有難くもこのコラムを書かせて頂き、もうすぐ5年が経とうとしています。当時10か月だった三女もこの夏で5歳になる予定で、月日の流れを感じます。
このコラムは当初から、こどもっとKOBE(以前のママフレ)さんのご厚意により、私の好きなお題で書かせて頂いています。
見返して読むとこの5年の間にコロナ禍もあり、世の中の流れを見ながら必要な情報を書いたコラムもありますし、私の子育て奮闘記だったり、今見ると恥ずかしいコラムも沢山あります。でも、それもまた私の子育ての記録であり、子育てとは理屈だけでは語れないと痛感します。
4人の子供を育ててきて、順調に子育てが出来ている、と感じる日もあれば、自分の子育ての仕方が悪いのではないのか、と思う事も沢山ありました。不調に感じる時でも、止まることなく続くというのが子育ての辛いところでもありますが、育児に迷ったときに書店で育児書を購入する人も多いのではないでしょうか?
私もその一人ではありますが、書店に行くと、『怒らない子育て』『この声掛けで子供は育つ』など沢山の育児本が目に入ります。もちろん有益な情報も沢山あるのですが、それらを見ると、私は『自分がよい子育てを出来ているのだろうか』、なんて不安に駆り立てられたりします。
でも、それらは一つのメソッドであり、そうしなければいけないと感じる必要はないと思っています。もし、何か取り入れられる事があったら取り入れようかな、そんな気持ちで読むくらいが丁度いいと思います。もし、みんなが本のやり方で子育てしていたらどうでしょう? それはロボットが子育てしているような感じで、温かみも個性もない様に思います。
私が言いたいのは、それぞれの家族のやり方があり、いろんな子育ての方法があっていいと思っています。
子供を持つといっても、子供の個性、家族構成、兄弟の数など、みんな違って当たり前なので、本の通り進める必要などなく、良い所どりをして、それぞれの家族のやり方を見つけていくのがよいと思っています。

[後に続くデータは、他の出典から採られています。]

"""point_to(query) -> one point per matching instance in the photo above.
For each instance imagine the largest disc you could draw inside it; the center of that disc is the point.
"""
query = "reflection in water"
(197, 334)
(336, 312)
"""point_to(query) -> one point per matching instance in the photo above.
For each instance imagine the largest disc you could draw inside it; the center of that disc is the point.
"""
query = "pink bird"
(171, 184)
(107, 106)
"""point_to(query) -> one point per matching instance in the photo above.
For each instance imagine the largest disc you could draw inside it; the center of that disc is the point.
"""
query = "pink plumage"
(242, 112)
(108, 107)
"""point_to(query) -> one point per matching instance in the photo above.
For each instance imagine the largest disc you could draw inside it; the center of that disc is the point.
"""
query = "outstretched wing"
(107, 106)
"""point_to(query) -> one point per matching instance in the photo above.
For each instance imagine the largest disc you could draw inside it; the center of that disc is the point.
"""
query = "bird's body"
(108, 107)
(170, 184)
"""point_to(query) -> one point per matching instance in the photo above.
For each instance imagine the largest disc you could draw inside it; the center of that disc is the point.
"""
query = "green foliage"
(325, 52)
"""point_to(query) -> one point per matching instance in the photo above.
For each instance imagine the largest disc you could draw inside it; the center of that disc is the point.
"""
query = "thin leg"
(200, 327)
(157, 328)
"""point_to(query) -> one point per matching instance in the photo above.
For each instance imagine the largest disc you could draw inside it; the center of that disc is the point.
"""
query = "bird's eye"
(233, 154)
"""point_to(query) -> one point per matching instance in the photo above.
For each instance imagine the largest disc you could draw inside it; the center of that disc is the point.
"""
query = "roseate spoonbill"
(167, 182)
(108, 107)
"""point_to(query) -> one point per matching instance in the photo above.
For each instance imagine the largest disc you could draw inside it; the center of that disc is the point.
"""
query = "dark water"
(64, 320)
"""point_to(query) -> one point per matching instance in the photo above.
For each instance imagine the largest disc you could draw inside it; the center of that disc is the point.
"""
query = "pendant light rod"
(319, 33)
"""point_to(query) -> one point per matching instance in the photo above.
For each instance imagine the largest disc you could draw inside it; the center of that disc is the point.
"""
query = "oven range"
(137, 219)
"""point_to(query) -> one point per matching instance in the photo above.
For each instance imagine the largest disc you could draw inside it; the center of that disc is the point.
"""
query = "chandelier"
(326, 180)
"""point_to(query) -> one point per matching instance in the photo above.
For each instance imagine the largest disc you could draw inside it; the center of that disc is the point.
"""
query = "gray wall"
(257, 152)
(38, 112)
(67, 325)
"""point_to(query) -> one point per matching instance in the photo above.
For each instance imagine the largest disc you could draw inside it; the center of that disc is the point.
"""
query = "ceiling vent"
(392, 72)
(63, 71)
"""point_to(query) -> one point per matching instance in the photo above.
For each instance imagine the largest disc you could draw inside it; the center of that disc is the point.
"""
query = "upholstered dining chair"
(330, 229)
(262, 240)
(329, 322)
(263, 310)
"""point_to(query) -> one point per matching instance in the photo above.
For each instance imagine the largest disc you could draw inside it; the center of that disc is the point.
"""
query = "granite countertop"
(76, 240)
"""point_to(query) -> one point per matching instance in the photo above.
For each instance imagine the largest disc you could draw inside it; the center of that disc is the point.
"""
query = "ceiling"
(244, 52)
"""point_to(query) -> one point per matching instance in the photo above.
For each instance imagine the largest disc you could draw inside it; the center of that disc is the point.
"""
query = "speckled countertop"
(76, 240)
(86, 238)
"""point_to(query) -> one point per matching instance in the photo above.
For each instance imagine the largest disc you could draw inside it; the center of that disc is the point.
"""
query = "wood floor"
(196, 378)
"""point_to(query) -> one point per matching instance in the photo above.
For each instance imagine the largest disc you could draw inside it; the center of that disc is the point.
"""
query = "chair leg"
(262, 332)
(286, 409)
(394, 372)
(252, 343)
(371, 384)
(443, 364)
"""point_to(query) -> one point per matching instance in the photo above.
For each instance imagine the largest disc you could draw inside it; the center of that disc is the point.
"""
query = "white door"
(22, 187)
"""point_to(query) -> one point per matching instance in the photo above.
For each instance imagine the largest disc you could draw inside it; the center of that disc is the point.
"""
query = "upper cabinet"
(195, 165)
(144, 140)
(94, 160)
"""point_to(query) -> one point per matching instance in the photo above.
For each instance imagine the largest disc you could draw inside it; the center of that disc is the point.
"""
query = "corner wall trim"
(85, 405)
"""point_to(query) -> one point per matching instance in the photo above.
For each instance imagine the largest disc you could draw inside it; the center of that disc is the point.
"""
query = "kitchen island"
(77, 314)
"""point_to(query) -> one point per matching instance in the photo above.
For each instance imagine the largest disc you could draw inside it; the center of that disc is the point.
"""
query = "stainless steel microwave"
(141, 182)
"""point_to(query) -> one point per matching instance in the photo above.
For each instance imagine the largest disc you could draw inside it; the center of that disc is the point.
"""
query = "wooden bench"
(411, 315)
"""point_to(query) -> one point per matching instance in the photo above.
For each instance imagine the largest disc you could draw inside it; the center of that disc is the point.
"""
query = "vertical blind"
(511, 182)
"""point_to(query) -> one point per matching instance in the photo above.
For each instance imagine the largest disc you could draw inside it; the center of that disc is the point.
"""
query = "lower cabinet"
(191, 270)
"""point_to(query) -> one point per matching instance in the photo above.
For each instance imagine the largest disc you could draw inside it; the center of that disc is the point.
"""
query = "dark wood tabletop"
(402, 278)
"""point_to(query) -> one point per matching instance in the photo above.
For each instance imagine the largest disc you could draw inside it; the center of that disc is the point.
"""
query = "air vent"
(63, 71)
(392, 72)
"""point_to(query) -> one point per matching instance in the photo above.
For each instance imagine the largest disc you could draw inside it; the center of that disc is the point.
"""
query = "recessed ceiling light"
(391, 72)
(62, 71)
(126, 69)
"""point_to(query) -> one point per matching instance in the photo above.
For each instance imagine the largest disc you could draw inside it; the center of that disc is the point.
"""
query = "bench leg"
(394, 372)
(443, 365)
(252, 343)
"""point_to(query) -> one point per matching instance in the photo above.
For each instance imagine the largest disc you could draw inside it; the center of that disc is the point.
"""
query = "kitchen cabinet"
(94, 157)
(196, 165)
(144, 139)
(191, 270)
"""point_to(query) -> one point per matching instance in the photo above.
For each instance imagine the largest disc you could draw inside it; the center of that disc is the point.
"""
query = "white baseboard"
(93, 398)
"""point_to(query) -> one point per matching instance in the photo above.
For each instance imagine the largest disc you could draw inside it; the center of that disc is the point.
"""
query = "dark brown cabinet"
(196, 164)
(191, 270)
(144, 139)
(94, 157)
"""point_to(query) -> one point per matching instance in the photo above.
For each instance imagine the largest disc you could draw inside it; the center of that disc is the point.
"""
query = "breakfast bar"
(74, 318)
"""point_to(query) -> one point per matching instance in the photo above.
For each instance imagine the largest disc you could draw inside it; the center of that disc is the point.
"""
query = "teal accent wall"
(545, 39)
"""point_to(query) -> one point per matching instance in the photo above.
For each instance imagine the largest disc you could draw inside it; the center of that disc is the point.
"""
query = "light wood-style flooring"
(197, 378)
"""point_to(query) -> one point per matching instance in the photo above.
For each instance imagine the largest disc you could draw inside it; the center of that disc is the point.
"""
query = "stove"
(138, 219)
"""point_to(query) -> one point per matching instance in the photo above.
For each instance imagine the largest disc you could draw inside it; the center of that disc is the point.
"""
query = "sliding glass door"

人間なので思い切り泣く日があっても、思い切り叱る日があってもいいのです。特に産後はホルモン変化もあり、感情のコントロールが難しくなります。一緒に泣いて、笑って子供も親も成長していくと思っています。
是非、感情の揺さぶりを怖がらずに楽しんでみてください。そして書面の情報に惑わされず、出来る時にはしっかり愛情を伝えてくださいね。

井窪 薫 先生
(精神科専門医・4児の母)
2021年から神戸市の子育て応援サイトの専門家コラムを定期的に執筆。現在アメリカにて8歳、5歳、4歳、3歳の4人の子育て奮闘中でもあり、日本とアメリカの子育ての違いや共通点、親のメンタルヘルスの保ち方など自身の経験を基にしてコラムを執筆予定。